In the heat of finals season anxiety on June 10, New York State Education Department shared a vision for future updates as to how students earn a high school diploma, including decoupling Regents exams from graduation requirements. 

But these changes are not happening just yet.

“A lot of people got very excited on Monday when the Regents met to discuss what their vision is going to be for the new graduation measures,” said Karen Roughley, Three Village Central School District board member, at a meeting June 12. “But right now it is still a vision.”

In addition to removing Regents as a graduation requirement, the education department’s vision sets out a “Portrait of a Graduate,” which would require New York students show proficiency in critical thinking, problem solving, literacy across content areas, cultural and social-emotional competency, effective communication and global citizenship. Under the vision, credits would be based on demonstrating proficiency rather than time spent in class and students could demonstrate proficiency through various pathways, not limited to assessments like Regents exams.

Roughley, who sat as a parent member on the Blue Ribbon Commission which initially gave the recommendations that inspired this new vision, emphasized that the state Department of Education still needs to work out details before implementing any changes.

“It looks beautiful on their presentation,” she said. “It’s something I think that we need to aspire to, but there’s a lot of questions that need to be answered.”

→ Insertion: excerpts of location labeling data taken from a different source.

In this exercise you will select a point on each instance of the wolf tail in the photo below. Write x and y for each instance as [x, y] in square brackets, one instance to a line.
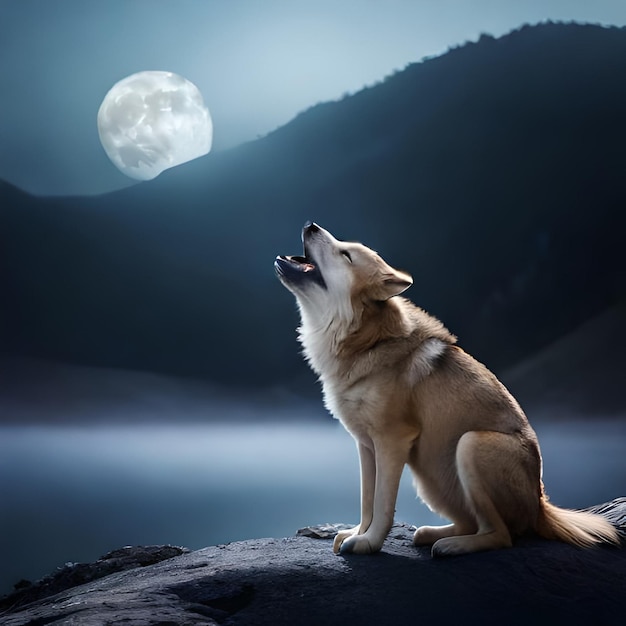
[579, 528]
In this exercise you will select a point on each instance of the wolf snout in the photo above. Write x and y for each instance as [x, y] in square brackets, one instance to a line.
[310, 227]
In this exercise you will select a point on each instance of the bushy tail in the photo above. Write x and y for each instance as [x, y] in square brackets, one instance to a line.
[576, 527]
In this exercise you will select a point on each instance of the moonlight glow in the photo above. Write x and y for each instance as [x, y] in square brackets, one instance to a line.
[151, 121]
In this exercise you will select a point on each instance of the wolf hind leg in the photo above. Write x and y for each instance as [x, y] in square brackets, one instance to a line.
[483, 458]
[427, 535]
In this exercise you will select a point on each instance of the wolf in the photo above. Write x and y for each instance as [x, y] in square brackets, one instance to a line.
[409, 395]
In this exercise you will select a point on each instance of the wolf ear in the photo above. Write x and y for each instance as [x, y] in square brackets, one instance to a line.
[394, 283]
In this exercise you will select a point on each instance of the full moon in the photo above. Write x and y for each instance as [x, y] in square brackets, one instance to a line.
[151, 121]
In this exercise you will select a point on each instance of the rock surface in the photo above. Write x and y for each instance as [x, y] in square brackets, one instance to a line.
[298, 580]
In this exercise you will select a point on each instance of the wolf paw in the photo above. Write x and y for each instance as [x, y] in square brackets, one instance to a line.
[358, 544]
[341, 536]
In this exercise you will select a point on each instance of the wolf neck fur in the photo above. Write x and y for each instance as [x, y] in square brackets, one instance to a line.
[329, 339]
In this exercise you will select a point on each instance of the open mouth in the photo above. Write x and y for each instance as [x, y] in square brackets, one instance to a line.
[295, 268]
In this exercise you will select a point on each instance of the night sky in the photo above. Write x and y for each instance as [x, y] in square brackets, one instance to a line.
[257, 64]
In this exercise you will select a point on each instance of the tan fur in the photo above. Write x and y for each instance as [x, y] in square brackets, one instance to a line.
[408, 395]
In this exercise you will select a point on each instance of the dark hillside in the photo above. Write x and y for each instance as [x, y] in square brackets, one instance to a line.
[494, 174]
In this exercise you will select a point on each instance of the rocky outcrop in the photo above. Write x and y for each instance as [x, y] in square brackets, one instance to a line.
[298, 580]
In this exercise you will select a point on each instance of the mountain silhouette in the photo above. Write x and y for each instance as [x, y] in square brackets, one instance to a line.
[494, 174]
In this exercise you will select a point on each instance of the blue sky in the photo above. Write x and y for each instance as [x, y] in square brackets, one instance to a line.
[258, 63]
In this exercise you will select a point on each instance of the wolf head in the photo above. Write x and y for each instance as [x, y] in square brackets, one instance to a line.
[333, 278]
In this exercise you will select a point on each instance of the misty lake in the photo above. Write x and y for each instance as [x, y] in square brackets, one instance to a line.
[72, 492]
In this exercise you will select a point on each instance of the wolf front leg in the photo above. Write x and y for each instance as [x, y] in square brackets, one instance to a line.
[390, 457]
[368, 482]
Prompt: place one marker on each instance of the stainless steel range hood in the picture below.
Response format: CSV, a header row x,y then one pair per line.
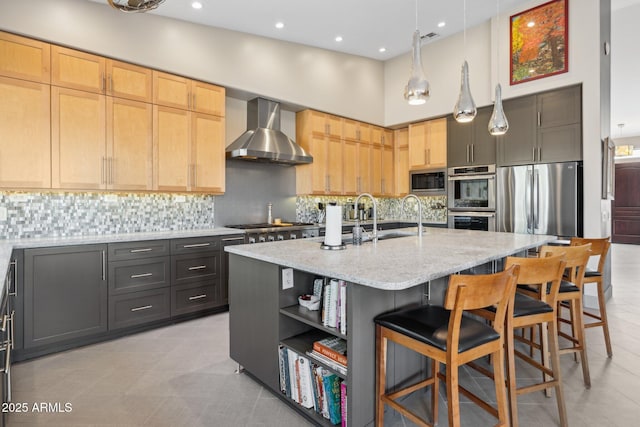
x,y
263,140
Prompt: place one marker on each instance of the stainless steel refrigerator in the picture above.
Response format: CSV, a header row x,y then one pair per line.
x,y
540,199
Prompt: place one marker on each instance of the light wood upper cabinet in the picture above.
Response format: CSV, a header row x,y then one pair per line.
x,y
401,161
179,92
25,147
129,144
24,58
129,81
77,70
207,153
78,139
428,144
188,151
171,144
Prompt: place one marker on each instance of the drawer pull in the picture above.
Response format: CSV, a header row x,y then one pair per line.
x,y
196,245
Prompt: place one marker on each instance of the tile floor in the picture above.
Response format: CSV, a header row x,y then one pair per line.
x,y
181,375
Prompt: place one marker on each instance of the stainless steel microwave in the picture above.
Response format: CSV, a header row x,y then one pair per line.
x,y
429,182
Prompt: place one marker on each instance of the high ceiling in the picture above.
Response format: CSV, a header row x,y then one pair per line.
x,y
365,26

The Board of Regents plans to hold forums through October to gather feedback from stakeholders and will continue to fine-tune the vision into a full plan, which should be ready by November.

Regents exam scores in final grade

Those Regents exams were front of mind for some worried parents and students, who in Three Village will see their exam scores count as 10% of their final grade for the first time since a COVID-era “Do No Harm” policy allowed the scores to be left out if they would negatively impact a final mark.

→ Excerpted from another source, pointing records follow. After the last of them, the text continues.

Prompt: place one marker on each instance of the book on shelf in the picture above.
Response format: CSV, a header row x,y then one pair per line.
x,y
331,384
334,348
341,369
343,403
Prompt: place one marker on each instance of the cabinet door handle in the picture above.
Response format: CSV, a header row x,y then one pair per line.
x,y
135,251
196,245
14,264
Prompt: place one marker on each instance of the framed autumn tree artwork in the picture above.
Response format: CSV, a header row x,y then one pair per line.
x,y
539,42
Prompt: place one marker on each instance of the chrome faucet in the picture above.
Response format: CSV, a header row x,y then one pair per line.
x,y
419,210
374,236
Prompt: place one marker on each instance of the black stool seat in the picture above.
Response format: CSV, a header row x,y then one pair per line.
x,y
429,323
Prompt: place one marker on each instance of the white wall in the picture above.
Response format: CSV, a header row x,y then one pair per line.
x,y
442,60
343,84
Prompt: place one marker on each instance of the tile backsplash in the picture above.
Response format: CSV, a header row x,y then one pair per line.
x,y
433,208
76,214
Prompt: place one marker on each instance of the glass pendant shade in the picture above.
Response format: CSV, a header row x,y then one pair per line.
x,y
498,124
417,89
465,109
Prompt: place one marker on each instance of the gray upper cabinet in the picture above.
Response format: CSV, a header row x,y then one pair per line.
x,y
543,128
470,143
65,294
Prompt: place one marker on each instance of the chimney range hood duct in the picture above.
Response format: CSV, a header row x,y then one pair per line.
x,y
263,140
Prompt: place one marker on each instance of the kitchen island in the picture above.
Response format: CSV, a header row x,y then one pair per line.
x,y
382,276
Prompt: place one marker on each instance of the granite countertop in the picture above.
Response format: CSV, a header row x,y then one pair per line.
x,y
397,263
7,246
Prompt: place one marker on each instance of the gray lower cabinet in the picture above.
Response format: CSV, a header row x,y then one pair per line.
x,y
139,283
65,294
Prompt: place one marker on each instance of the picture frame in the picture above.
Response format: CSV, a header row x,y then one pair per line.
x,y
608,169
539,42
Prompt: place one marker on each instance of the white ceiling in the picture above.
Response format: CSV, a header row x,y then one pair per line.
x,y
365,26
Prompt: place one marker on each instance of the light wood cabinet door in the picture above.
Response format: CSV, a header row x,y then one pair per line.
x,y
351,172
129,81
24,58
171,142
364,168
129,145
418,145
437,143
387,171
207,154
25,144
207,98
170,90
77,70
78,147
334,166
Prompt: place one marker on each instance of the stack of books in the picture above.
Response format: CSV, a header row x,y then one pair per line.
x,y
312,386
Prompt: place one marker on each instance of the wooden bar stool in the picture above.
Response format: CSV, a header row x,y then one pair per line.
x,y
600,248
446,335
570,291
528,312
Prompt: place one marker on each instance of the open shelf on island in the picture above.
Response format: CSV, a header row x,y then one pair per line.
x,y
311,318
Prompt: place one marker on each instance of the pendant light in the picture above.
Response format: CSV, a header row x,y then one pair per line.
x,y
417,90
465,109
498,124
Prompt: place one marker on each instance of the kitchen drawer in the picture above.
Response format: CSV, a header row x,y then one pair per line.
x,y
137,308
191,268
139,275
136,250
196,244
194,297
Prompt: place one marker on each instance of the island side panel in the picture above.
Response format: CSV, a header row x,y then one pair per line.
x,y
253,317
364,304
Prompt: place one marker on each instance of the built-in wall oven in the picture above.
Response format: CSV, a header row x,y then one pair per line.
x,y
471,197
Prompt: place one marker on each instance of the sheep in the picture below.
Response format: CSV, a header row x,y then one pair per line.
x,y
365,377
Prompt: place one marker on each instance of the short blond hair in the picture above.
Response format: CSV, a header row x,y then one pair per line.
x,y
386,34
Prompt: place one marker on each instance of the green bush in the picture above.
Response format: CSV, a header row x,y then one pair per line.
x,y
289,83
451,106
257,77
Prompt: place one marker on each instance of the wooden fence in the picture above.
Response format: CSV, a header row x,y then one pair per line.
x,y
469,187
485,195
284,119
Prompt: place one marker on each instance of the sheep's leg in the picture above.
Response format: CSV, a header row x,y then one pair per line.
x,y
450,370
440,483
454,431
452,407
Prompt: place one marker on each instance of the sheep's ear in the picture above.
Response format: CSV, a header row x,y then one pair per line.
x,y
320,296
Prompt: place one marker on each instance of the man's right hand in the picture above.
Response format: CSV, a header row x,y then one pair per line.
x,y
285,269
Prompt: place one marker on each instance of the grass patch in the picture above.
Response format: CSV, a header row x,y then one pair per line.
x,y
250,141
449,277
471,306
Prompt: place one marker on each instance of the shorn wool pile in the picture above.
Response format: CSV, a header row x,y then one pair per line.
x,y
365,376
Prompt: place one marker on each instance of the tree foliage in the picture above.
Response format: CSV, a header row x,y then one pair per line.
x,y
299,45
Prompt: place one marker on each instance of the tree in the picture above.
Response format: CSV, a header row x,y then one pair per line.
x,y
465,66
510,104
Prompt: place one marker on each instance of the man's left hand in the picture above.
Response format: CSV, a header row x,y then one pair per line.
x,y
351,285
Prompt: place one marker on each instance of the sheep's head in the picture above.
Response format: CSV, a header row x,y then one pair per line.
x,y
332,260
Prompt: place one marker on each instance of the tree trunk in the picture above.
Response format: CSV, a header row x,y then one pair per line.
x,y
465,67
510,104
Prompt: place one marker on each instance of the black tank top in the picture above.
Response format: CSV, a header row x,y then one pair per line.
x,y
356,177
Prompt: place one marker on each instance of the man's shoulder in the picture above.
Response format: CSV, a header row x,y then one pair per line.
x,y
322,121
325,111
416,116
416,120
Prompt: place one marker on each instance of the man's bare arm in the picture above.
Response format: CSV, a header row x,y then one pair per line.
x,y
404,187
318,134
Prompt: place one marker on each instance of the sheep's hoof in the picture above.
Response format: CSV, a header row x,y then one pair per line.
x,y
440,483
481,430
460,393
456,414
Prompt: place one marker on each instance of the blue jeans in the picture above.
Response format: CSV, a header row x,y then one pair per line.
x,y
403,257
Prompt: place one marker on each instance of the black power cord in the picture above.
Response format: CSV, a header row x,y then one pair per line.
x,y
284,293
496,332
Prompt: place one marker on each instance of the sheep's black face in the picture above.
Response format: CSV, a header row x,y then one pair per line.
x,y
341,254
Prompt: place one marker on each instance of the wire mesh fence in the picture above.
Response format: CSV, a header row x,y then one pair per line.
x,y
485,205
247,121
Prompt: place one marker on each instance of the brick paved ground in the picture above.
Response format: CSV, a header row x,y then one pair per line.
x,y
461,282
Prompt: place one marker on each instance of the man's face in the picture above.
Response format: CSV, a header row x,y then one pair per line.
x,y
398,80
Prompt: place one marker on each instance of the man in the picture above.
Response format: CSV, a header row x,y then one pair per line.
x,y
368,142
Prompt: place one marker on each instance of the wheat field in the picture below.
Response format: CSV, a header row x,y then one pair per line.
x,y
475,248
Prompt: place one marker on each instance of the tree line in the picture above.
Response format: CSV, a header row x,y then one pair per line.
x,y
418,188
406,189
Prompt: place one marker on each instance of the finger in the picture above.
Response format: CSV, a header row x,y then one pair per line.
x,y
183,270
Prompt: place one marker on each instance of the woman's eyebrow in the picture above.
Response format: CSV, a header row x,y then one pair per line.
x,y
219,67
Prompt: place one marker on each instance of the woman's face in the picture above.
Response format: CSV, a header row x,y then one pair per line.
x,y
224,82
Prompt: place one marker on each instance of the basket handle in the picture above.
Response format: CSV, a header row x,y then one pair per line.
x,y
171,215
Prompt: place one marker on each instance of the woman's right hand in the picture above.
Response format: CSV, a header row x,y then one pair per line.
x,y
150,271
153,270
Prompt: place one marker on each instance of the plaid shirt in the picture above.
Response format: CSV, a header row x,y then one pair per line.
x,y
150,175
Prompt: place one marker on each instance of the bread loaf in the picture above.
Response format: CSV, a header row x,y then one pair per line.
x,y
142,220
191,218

Despite emails requesting a return of “Do No Harm,” the Three Village board opted to stay the course they charted in a 4-2 vote last November to end the policy, but left open the possibility of reexamining the issue in the fall.

 “A vote is a vote, and it has to matter unless the circumstances have changed,” said board president Susan Rosenzweig. “They really haven’t right now.”

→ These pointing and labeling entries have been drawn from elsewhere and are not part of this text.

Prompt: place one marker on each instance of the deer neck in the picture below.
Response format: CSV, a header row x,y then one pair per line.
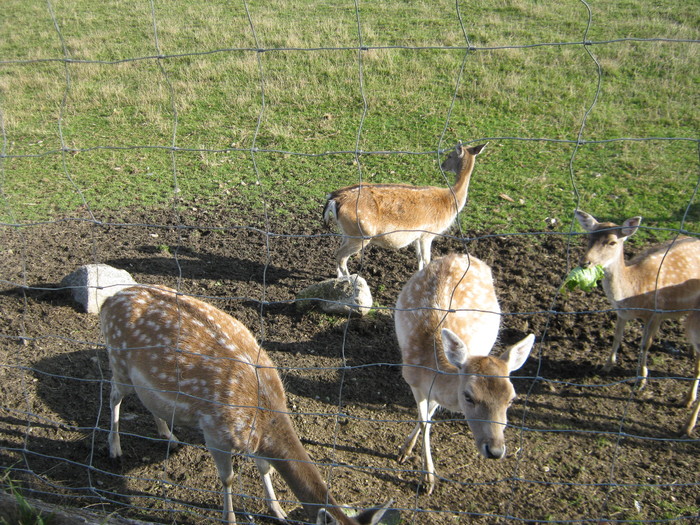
x,y
619,280
283,449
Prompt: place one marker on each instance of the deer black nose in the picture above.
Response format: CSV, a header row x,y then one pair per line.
x,y
494,452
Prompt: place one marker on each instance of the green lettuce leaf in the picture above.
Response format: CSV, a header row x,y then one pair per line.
x,y
584,278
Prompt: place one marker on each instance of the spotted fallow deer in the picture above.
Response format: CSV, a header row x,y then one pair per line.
x,y
447,319
396,215
194,365
661,283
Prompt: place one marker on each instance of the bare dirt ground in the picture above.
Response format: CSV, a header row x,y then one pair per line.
x,y
583,446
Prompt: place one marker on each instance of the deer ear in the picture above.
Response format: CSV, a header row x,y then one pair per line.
x,y
586,221
475,150
323,518
630,226
517,354
455,349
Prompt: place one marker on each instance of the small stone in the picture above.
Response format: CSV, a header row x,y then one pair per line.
x,y
340,296
92,284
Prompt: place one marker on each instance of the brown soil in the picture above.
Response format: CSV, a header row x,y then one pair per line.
x,y
583,446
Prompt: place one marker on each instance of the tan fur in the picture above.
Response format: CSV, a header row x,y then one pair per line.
x,y
194,365
396,215
447,319
661,283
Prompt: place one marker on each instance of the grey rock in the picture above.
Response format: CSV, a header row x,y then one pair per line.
x,y
341,296
92,284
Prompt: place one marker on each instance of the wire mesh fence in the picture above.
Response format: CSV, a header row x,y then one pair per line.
x,y
192,145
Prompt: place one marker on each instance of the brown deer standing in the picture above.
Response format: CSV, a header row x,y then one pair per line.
x,y
661,283
396,215
447,319
194,365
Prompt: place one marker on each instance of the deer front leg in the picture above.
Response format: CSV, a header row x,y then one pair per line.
x,y
349,247
115,401
410,442
265,470
650,329
222,459
617,340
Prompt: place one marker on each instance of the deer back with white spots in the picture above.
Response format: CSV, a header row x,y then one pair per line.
x,y
447,319
661,283
396,215
192,364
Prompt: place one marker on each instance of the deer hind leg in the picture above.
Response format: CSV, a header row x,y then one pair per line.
x,y
426,409
165,432
222,459
692,330
650,329
692,419
428,467
116,396
265,473
423,244
617,340
412,438
349,247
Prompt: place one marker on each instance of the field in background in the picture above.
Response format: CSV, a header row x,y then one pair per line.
x,y
234,120
271,102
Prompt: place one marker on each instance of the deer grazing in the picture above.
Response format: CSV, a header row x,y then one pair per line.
x,y
396,215
661,283
194,365
447,319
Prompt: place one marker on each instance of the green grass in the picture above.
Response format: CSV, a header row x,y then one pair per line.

 New York does not provide a recommendation on whether or how much to count Regents exams in final course grades, but rather leaves it up to each individual district. 

Three Village administrators say Regents scores shouldn’t be a major worry for students. District data presented at the meeting showed even if a student exam score is 20 percentage points less than their average grade per quarter, the overall grade would only drop by two points. For example, a student who has a 95 in the four quarters of classwork but scores 75% on the Regents, the overall grade would drop to 93.

“It wouldn’t have a significant impact,” said Brian Biscari, assistant superintendent for educational services, who previously shared the rationale for including the scores was partly out of concern students take the exams less seriously when they don’t count toward their GPA.

Though to some, even two points may be extremely valuable. 

“Oftentimes a single point can be the difference between being accepted or rejected from your dream school,” wrote an unnamed student in an email to the Three Village board. “As someone who strives for excellence in the classroom, I work diligently to ensure that my GPA is the highest it can possibly be.”

The student’s email, read aloud during the public comment section of the board meeting, added that lower scores could also disadvantage Three Village students looking to earn scholarships. 

Biscari pointed to the fact that teachers are the ultimate authority on each student’s grade and can adjust a final grade if a student underperforms on a test, relative to their demonstrated proficiency. 

“A two-point discrepancy is well within our teachers’ purview to change,” he said.